Stripe Open Sources Tools For Apache Hadoop

December 9, 2014
Alex Giamas
http://www.infoq.com/news/2014/12/Stripe-Open-Source-Tools-Hadoop

Stripe, the internet payments infrastructure company recently announced open sourcing a set of internally developed tools based on Apache Hadoop.

Timberlake is a dashboard for Hadoop jobs. Written in Go with a React.js frontend it improves on existing Hadoop job trackers. By providing waterfall and boxplot visualizations for jobs, one can figure out easier what makes a Map Reduce job slow. Timberlake plays well with Scalding and Cascading and can visualize their flows. Timberlake only works with the YARN Resource Manager API and has been tested on v.2.4.x and v2.5.x .

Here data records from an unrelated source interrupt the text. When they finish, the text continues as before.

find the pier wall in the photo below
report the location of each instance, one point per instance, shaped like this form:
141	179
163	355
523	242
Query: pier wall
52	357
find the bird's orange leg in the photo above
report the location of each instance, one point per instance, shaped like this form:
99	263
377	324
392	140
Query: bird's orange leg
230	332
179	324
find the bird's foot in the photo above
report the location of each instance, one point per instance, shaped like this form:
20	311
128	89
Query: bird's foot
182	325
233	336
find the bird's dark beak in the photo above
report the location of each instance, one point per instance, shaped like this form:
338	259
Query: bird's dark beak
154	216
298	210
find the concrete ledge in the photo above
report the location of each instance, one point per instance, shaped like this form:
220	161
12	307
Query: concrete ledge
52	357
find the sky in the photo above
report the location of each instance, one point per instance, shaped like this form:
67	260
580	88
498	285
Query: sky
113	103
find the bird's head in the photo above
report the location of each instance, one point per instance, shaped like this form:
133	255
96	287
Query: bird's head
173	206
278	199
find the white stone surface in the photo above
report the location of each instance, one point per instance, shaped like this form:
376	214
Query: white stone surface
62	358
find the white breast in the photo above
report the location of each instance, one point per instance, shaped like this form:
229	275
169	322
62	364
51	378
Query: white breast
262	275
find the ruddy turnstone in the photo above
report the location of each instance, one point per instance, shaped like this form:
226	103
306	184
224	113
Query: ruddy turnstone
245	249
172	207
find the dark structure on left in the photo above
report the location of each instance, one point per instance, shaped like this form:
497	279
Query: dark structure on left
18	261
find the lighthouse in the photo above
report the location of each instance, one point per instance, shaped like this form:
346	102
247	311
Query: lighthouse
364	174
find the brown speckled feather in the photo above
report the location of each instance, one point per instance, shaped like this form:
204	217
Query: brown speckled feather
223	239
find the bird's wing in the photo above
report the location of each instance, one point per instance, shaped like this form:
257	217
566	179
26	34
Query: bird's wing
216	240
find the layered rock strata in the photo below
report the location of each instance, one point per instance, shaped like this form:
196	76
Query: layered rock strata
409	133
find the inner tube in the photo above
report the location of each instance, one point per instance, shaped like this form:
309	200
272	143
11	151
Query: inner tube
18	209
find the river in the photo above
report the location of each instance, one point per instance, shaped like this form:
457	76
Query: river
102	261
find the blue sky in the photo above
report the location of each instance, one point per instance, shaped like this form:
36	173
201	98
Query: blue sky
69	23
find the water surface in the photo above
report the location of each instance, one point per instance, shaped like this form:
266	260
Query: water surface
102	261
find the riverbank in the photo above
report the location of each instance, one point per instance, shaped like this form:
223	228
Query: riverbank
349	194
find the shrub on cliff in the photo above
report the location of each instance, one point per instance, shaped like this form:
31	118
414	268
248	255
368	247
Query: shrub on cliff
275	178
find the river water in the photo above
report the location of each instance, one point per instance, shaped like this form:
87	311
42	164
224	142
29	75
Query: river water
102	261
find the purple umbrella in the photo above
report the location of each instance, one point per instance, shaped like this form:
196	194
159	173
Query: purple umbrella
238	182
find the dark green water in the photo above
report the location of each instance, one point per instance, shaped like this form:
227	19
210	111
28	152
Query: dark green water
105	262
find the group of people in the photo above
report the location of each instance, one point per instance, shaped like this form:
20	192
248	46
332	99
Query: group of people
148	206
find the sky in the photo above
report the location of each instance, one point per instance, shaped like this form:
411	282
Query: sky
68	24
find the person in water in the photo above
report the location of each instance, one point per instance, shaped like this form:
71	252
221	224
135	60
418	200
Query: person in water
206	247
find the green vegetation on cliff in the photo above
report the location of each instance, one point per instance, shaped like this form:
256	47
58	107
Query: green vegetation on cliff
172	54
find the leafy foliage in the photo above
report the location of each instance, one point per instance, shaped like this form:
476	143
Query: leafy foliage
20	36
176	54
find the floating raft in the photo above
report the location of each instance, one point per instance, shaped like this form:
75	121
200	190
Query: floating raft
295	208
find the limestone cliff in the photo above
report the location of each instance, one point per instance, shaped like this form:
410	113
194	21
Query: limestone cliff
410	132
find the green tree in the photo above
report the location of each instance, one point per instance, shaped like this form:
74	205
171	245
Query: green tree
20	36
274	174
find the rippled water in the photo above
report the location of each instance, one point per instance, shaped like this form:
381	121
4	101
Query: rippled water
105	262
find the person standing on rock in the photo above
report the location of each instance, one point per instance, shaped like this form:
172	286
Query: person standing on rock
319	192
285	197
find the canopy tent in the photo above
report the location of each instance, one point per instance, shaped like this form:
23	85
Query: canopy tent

Brushfire is a framework for distributed supervised learning of decision tree ensemble models in Scala. Based on Google’s PLANET, it’s built on top of Hadoop and Scalding. Brushfire can process classification tree learning algorithms in a scalable way, using commodity hardware. Brushfire can build and validate random forests from large sized training data.

Sequins is a dead-simple static database. It indexes and serves SequenceFiles over HTTP, so it’s perfect for serving data created with Hadoop. It’s a simple way to provide low-latency access to key/value entries generated by Hadoop jobs.

Finally, Herringbone is a suite of tools for working with parquet files on hdfs, and with Cloudera Impala and Apache Hive. Stripe uses extensively Apache Parquet for efficient columnar storage. Stripe uses Cloudera Impala with Parquet, and Herringbone is essentially a set of command line interface tools for more productive development.

With Apache Hadoop 2.6 just being released and several big technology companies either contributing to Hadoop development or open sourcing tools from their internal development stack, future looks bright for Apache Hadoop.